Она подрезает секатором цветы, формирует букет. В движениях нет торопливости наёмных работников. Она наслаждается процессом, а затем любуется результатом.
— Вам нравится? — разворачивает букет ко мне и снова улыбается.
— Эвкалипта добавьте. — жадно продолжаю следить за каждым ее движением.
— Для кого букет, если не секрет? — она заворачивает его в крафтовую бумагу.
— Для женщины, с чьим мужем вы спите – моей матери. — она замирает, совсем как отец последний раз, и поднимет на меня глаза. Они потемнели. Стали почти изумрудными. Я с маниакальной жадностью впиваюсь взглядом в её лицо. Стараюсь рассмотреть любую эмоцию, микроскопическое изменение.
— Ты дочь Андрея?
— А Вы ещё с кем‐то спите? — меня раздражает ее растерянность.
Сейчас мне хочется биться, не щадя, до первой крови. Хочу растоптать её, но она – неравный соперник, потому что не готова держать удар.
Перед собой я вижу обычную женщину. Нина молчит. Заклеивает бумагу скотчем и снова смотрит на меня.

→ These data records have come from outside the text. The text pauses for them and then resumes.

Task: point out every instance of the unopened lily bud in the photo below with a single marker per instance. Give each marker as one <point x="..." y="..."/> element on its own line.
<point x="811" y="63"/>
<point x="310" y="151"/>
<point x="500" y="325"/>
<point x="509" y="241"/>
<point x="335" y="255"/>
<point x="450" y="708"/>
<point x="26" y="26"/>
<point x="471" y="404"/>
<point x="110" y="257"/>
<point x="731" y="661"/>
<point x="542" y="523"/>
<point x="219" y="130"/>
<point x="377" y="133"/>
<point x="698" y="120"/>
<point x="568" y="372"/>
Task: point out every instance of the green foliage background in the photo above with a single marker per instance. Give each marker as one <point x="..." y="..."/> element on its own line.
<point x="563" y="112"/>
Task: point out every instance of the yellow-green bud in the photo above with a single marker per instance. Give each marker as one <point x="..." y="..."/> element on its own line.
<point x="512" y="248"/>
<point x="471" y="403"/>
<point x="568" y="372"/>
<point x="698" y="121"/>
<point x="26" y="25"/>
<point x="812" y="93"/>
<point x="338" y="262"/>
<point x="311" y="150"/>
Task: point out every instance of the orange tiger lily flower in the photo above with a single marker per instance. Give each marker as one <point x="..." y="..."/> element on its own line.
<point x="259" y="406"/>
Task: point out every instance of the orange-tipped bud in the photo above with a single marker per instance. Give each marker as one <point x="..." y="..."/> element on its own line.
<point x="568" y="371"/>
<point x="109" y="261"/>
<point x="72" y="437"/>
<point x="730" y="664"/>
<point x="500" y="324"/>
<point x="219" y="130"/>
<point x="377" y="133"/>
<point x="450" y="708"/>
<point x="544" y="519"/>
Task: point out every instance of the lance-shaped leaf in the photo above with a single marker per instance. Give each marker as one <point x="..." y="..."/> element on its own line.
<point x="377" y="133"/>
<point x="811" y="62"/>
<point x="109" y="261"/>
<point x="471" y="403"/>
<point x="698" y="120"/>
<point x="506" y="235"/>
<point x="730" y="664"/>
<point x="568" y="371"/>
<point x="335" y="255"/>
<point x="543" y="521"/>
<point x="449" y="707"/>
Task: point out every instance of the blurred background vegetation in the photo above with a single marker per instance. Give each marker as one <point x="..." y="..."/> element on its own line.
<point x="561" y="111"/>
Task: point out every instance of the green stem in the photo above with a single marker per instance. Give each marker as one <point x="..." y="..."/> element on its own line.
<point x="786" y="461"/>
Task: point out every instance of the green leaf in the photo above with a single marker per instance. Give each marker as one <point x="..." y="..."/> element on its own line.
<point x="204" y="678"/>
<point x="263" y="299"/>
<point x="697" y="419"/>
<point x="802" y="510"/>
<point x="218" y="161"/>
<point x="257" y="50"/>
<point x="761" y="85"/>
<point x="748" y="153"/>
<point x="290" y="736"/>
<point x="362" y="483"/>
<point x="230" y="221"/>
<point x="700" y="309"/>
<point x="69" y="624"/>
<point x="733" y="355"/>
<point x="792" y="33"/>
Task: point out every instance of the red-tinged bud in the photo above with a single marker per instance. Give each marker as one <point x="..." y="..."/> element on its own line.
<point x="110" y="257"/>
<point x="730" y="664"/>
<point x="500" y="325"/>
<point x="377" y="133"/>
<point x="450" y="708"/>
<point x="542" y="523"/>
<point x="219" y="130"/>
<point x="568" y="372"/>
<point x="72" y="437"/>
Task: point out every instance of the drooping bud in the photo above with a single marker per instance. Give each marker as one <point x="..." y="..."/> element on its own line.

— Мне жаль, что все так вышло. — делает паузу и добавляет. — Я люблю его ещё со старших классов. — раздражение мгновенно превращается в бурлящую ярость. Я впиваюсь пальцами в прилавок и, как кобра, делаю бросок вперед:
— Так и женились бы после старших классов и не ломали бы судьбы. Тогда бы не родилась я, и мне не пришлось бы стать свидетелем морального разложения моего отца. — агрессивно тычу в нее пальцем. — И если бы тебе было по‐настоящему жаль, то ты бы поступила честно, а не жалась с моим отцом по углам. И моя мать не была бы смешана с дерьмом. И я бы не потеряла остатки уважения к своему отцу. Я бы... — не выдерживаю давления эмоций, рухнувших на меня, как бетонная плита, и начинаю плакать. Я ненавижу себя за это. Ненавижу за то, что это я не могу держать удар, а – не она.